Mr. Justice Berger, dissenting in the Court of Appeal, was of the view that the definition in the Aeronautics Act should take precedence. Zoom continued to be the registered owner as it was the name which appeared in the Canadian Civil Aircraft Register. While maintaining that he did not “quarrel with the factual matrix” as set out in the majority reasons, he did take a different view of the significance of the facts. He noted that the Authority had no way of knowing that AerCap had purported to repossess the aircraft and that the Skyservice employee it employed actually withheld that information from the Authority. The relevance of these observations is not clear to us, but Justice Berger went on to say that he attached particular importance to the fact that the employee actually took directions from the Authority respecting the placement of the aircraft. This he thought was an indicia of control being exercised by the Authority, not AerCap.
In our view, the majority decision is more soundly reasoned. Once the Skyservice employee seized the certificates and log book, it appears that Zoom took no further step to assert a right to control the aircraft. In accordance with the CARs it lost custody and control at this point and the certificate of registration was cancelled. The act of removing Zoom’s name from the Register was merely a clerical act which followed a few days later.

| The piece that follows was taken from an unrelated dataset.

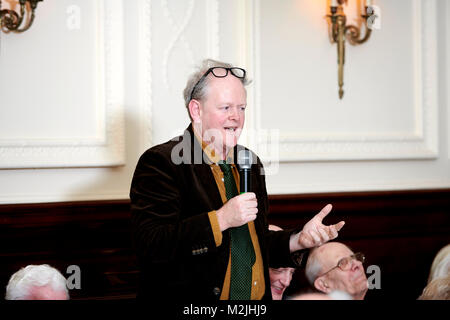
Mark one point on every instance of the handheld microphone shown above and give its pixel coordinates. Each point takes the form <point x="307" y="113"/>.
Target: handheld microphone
<point x="244" y="161"/>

The exception referred to by Justice Binnie made specific reference to proceedings under the CCAA. There was no CCAA filing by Zoom. Mr. Justice Berger, in dissent, thought that this fact alone was enough to establish that Justice Binnie’s qualification has no application to the case. However, the essential point of the Canada 3000 case does not depend upon whether CCAA proceedings have been commence. The key to lessor success is the timely assertion of custody and control. The case raises very interesting policy issues and some are concerned that it will lead to a race to repossession but legal analysis does, in our view, favour the lessor in the circumstances of the Zoom case.